Nouveaux OGM : les supermarchés européens pour un étiquetage strict

De nombreux distributeurs et chaînes de supermarchés européens, principalement allemands et autrichiens, se mobilisent. Ils exigent que tous les OGM, transgéniques ou issus de nouvelles techniques de modifications génétiques, soient correctement étiquetés.

En Autriche, Global 2000 [1], une organisation de protection de l’environnement, se bat pour que les nouveaux OGM restent soumis à la réglementation européenne sur les OGM. Avec d’autres ONG européennes, dont trois françaises, elle a initié une pétition (320 276 signatures au 12 octobre 2022) pour contrer les velléités de la Commission européenne et de l’industrie semencière de supprimer l’étiquetage de nombreux OGM. Cette organisation demande au gouvernement autrichien de soutenir une réglementation stricte sur ces nouveaux OGM. 
En juin 2022, plusieurs grandes enseignes de la distribution ont apporté leur soutien à la démarche de Global 2000 : Spar, Rewe, Hofer et Lidl [2].
Pour elles, l’initiative de la Commission européenne est problématique : elle priverait les consommateurs d’une information essentielle si l’étiquetage des OGM issus de certaines nouvelles techniques (mutagénèse dirigée ou cisgénèse) n’était plus obligatoire.
Toutes ces chaînes de supermarchés n’ont pas exactement la même vision, mais elles défendent toutes la transparence.

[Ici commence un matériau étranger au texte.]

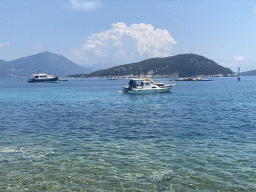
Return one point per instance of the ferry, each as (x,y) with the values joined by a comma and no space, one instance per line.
(146,85)
(42,77)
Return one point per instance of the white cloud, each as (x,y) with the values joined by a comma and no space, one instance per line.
(124,43)
(239,58)
(39,47)
(4,44)
(85,5)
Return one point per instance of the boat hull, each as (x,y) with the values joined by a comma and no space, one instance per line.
(146,91)
(32,80)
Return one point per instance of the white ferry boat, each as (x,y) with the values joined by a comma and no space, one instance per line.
(42,77)
(146,85)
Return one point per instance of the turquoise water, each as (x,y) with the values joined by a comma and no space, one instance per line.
(81,135)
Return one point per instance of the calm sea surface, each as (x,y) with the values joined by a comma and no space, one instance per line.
(81,135)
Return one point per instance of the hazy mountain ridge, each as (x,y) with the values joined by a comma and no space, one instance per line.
(183,65)
(249,73)
(46,62)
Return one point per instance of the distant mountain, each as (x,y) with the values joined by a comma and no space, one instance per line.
(249,73)
(99,66)
(185,65)
(45,62)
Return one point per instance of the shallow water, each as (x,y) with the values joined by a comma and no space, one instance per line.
(81,135)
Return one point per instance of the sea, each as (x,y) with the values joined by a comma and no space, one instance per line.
(82,135)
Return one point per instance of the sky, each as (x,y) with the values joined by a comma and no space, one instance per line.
(124,31)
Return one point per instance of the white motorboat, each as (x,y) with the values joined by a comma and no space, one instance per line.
(42,77)
(146,85)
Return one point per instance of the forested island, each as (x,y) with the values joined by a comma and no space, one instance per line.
(183,65)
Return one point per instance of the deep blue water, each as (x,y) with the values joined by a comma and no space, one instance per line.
(81,135)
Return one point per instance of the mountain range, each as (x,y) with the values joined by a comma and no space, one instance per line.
(45,62)
(183,65)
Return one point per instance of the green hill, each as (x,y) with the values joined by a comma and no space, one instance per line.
(185,65)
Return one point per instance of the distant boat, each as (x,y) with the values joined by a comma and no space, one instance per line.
(112,79)
(42,77)
(192,79)
(62,79)
(145,85)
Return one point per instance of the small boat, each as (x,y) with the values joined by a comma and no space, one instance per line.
(62,79)
(146,85)
(42,77)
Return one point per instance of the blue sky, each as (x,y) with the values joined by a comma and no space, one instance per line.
(125,31)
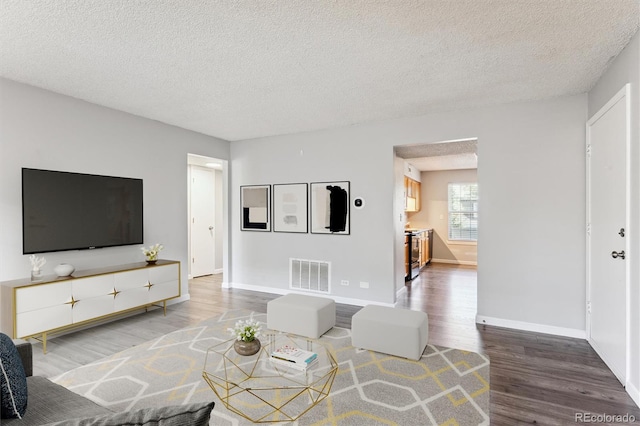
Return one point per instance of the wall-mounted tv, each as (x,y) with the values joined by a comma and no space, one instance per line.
(76,211)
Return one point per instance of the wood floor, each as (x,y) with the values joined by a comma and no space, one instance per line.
(535,378)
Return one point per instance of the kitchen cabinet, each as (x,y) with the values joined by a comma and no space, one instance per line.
(418,249)
(412,195)
(426,242)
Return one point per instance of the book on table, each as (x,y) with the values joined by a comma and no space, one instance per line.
(293,355)
(293,365)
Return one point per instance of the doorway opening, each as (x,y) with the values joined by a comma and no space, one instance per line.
(207,217)
(441,198)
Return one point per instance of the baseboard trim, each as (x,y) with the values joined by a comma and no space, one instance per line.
(633,393)
(338,299)
(456,262)
(530,326)
(180,299)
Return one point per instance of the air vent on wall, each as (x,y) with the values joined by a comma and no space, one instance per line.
(309,275)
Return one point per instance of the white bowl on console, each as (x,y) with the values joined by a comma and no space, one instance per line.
(64,270)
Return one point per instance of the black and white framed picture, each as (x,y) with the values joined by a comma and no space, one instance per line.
(330,208)
(255,206)
(290,207)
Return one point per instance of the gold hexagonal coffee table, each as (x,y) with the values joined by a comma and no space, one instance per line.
(265,392)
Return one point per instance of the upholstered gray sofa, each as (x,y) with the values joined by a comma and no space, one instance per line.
(49,402)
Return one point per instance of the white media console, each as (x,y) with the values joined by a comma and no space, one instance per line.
(36,308)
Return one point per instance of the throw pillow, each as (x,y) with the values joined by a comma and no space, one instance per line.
(13,381)
(196,414)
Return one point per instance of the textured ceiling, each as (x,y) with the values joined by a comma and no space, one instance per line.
(453,155)
(239,70)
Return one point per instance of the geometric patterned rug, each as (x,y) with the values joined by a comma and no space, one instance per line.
(445,387)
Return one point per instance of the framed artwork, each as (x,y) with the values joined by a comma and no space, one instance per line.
(255,208)
(290,207)
(330,203)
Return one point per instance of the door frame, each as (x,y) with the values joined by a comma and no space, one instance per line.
(194,167)
(625,93)
(201,160)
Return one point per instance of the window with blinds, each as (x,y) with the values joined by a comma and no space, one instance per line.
(463,211)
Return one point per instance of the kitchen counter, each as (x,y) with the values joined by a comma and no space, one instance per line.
(418,250)
(414,231)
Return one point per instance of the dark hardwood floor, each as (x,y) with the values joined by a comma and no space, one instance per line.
(535,378)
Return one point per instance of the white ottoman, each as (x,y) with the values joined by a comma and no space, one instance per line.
(309,316)
(394,331)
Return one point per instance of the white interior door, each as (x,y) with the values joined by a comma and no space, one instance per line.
(202,221)
(607,240)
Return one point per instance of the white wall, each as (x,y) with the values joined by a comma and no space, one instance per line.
(626,69)
(434,192)
(531,168)
(41,129)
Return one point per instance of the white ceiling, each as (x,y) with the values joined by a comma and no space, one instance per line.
(452,155)
(239,70)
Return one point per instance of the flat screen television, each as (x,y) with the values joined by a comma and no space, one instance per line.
(76,211)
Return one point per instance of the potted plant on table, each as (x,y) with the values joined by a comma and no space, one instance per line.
(246,334)
(151,253)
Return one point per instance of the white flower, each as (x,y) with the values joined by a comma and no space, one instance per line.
(37,262)
(152,252)
(246,331)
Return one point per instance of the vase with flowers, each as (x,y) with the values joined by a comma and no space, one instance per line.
(36,267)
(151,253)
(246,334)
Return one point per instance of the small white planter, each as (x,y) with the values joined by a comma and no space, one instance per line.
(64,270)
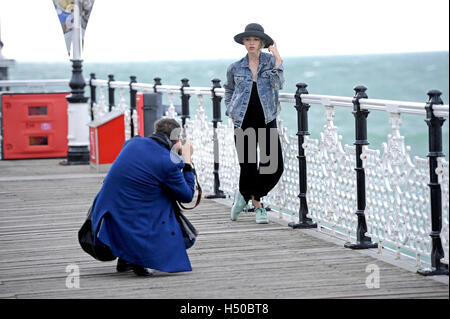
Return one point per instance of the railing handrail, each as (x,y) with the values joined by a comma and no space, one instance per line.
(50,82)
(391,106)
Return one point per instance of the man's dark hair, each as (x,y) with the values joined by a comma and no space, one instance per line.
(169,127)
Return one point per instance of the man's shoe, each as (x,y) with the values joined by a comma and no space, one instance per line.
(142,271)
(122,265)
(261,216)
(238,206)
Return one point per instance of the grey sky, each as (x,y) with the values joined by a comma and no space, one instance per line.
(140,30)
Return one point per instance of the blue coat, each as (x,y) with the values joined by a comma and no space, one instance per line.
(138,216)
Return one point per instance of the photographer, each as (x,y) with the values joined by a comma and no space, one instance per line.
(133,213)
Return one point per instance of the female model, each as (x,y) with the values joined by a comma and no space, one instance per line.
(251,97)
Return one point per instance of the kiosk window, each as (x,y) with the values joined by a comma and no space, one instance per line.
(37,110)
(38,140)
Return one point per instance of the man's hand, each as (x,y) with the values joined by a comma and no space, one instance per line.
(186,151)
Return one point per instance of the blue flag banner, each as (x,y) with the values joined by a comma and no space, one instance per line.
(85,10)
(64,9)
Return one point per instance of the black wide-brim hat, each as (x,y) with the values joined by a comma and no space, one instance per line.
(254,30)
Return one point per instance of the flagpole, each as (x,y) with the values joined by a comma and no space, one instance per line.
(78,109)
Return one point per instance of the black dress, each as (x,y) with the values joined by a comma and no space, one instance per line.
(258,180)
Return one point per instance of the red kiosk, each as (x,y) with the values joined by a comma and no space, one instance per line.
(106,137)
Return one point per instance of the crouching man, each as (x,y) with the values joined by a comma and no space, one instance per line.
(133,213)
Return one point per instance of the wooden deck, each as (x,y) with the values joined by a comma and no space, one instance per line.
(43,204)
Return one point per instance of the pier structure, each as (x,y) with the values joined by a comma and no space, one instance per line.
(353,197)
(383,201)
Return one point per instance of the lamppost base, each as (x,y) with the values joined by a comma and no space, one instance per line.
(77,155)
(361,245)
(303,225)
(218,194)
(442,270)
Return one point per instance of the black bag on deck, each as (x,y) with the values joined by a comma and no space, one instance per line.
(86,240)
(187,229)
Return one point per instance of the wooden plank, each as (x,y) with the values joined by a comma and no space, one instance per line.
(40,218)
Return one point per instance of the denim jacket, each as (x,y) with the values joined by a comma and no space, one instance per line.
(238,87)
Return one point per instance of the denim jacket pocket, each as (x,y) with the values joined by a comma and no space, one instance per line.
(238,79)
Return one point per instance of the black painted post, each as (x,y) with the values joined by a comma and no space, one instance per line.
(184,102)
(79,133)
(435,150)
(302,126)
(110,92)
(216,118)
(362,241)
(132,103)
(93,95)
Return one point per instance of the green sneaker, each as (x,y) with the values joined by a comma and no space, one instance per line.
(261,216)
(238,206)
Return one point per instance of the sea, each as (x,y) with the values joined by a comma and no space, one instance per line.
(400,76)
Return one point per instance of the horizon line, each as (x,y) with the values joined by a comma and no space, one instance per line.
(232,58)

Ainsi, par exemple, Marcel Haraszti, membre du directoire du groupe Rewe, précise qu’il est « ouvert aux nouvelles technologies », mais qu’ « une réglementation et une évaluation des risques sont nécessaires ». Horst Leitner, pdg de Hofer, défend, lui, l’absence d’OGM dans les produits alimentaires : « Tant pour nos clients que pour nous en tant qu’entreprise, le thème de l’absence d’OGM est très important. C’est pourquoi il est particulièrement important pour nous d’étiqueter les produits fabriqués sans OGM avec le logo correspondant. Nous avons déjà signé en 2021 la Résolution des Détaillants Européens et nous sommes clairement opposés à la déréglementation des nouveaux OGM ». De même, Alessandro Wolf, président de la direction de Lidl Autriche, rappelle qu’ils sont engagés depuis 2010 dans la Coalition autrichienne pour une alimentation sans OGM (ARGE Gentechnik-frei).

Ces nouveaux soutiens s’ajoutent à ceux qui avaient, en 2021, signé la déclaration des Détaillants Européens contre la déréglementation des nouveaux OGM [3] [4]. Cette déclaration avait été soutenue par des supermarchés allemands, suisses, autrichiens (Rewe, Aldi, Spar, Penny Markt, Metro), par le groupe français Picard et le syndicat français Synadis Bio [5]. Les filiales hongroises et italiennes d’Aldi avaient également signé cette déclaration.

En France, le groupe Carrefour s’est exprimé sur le sujet en 2021 mais n’a pas signé la résolution européenne évoquée précédemment. Carrefour a pris l’engagement de bannir les produits issus des nouvelles techniques de modification génétique des produits de sa propre marque « Carrefour Bio ». « On observe chez les consommateurs un vrai rejet, puissant, des OGM. Nous prenons donc l’engagement d’interdire tout assouplissement vis-à-vis des OGM ou des NBT sur les produits de notre marque propre Carrefour Bio », souligne Benoît Soury, directeur du marché bio pour le groupe Carrefour [6].
Carrefour affirmait également qu’il hésitait à étendre cette interdiction à l’ensemble de ses produits de marque distributeur [7]. En effet, la déréglementation proposée par la Commission européenne aboutirait à une perte de transparence sur ces produits. Or, Carrefour souligne que si la transparence sur ces « nouveaux OGM » ne se retrouve pas imposée jusqu’au consommateur, il est probable que Carrefour prendra des engagements supplémentaires.

[1Global 2000 est membre du réseau international Les Amis de la Terre (Friends of the Earth).

[5Synadis représente les entreprises françaises de la bio comme Biocoop, Satoriz, La Vie Claire, la Vie Saine, Naturalia, etc.